Christians, Jesus did not cast judgment first when he demonstrated compassion. Jesus extended compassion through instruction for the soul and nourishment for the body. How can we go about living compassionately in our context and live as a prophetic voice which powerfully encourages all to be compassionate abroad?
Finally, I have this fear in one weeks time we will return to business as usual. We will use the immediate situation of Paris and by extension Syrian refugees as ideological footballs to be kicked around for a moment. We will pontificate on Facebook, Twitter, radio programs, and television for a moment, returning to "normal" life when its time to cut turkey and watch football. So I ask myself, do we as Christians truly have a significant grasp of what it means to live compassionately in the Church, America, and World. I am glad you changed your Facebook profile picture to the French flag but then what? When the refugee situation fades into to background there still will exist people in our context-homeless, orphans, abused, and others-still in need of persons who will enter into their suffering.

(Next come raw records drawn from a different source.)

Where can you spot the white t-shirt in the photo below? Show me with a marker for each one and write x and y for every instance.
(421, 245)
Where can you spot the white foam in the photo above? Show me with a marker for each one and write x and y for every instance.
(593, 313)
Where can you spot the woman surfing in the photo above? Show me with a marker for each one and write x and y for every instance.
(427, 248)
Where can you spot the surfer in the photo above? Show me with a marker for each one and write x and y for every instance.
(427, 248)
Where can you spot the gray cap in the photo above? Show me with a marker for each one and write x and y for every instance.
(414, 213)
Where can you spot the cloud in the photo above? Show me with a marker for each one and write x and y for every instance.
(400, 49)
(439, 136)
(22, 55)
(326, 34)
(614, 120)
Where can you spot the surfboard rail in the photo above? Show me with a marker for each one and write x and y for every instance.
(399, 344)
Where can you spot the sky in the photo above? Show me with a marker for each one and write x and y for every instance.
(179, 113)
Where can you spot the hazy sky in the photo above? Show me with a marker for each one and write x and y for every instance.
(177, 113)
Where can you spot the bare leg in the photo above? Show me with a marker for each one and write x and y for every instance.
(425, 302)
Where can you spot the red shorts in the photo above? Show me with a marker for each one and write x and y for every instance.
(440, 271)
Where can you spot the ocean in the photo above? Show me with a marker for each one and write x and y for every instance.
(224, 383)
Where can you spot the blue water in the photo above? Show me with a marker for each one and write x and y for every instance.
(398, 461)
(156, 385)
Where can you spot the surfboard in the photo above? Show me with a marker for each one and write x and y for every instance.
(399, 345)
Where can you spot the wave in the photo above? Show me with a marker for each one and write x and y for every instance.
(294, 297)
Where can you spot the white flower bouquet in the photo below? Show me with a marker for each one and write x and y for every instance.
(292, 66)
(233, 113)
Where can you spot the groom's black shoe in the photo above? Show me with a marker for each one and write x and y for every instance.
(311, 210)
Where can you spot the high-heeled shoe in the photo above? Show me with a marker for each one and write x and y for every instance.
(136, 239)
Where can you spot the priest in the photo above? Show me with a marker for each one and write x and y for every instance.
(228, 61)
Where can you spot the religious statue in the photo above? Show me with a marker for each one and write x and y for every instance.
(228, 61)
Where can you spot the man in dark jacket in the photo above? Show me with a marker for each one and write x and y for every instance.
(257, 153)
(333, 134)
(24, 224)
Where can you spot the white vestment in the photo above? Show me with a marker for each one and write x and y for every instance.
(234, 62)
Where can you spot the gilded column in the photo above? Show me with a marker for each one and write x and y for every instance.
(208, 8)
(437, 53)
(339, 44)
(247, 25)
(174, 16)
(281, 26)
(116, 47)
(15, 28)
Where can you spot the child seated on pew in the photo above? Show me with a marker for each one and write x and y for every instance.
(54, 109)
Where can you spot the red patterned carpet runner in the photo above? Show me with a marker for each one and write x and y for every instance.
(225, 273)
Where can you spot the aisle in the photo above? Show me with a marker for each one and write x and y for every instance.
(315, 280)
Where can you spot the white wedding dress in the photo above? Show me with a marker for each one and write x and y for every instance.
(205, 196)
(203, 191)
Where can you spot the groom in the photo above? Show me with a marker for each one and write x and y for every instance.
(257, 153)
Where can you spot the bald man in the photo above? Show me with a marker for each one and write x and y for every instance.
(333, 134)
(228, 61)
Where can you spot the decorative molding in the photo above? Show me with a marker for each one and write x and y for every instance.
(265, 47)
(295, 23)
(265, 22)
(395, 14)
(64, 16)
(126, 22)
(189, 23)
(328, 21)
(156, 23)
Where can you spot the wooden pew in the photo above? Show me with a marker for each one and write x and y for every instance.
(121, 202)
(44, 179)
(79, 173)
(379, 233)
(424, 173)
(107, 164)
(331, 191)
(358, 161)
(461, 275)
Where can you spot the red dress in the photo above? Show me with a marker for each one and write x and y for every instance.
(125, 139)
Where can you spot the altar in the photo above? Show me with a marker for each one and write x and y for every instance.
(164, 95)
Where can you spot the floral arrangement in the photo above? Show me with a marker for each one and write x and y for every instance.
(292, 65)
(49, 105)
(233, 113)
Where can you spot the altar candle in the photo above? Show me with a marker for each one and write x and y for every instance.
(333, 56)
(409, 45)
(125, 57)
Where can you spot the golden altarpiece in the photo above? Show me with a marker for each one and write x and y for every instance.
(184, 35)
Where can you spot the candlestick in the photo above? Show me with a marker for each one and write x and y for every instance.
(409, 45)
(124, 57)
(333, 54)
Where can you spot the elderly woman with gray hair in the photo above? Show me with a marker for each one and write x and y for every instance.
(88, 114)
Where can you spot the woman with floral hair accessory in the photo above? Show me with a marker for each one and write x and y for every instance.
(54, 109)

The Church-the people of God-stand on the other side of the resurrection. We are men and women empowered to see and act with compassion. As God entered into the suffering of humanity and reconciled humanity back to God through the cross, we now enter into the suffering of humanity because Christ has triumphed. He has made us alive because he is alive. Therefore, to live means being active and aware. It means being able to move into situations which are powerfully difficult and situations in which we will not completely understand.
I don't want to suffer alone. I am hoping someone will see me in a storm of emotional, physical, or spiritual distress and say, "I am coming to suffer with you because God in Christ showed compassion and suffered with me."
Let's go people of God. Let us move into difficult human experiences and be present. Let us join with some person, group, or ethnic group who needs to discern the presence of God in us and be his hands, his voice, his ears to act in a way which will have people declare, "I have seen the Lord!"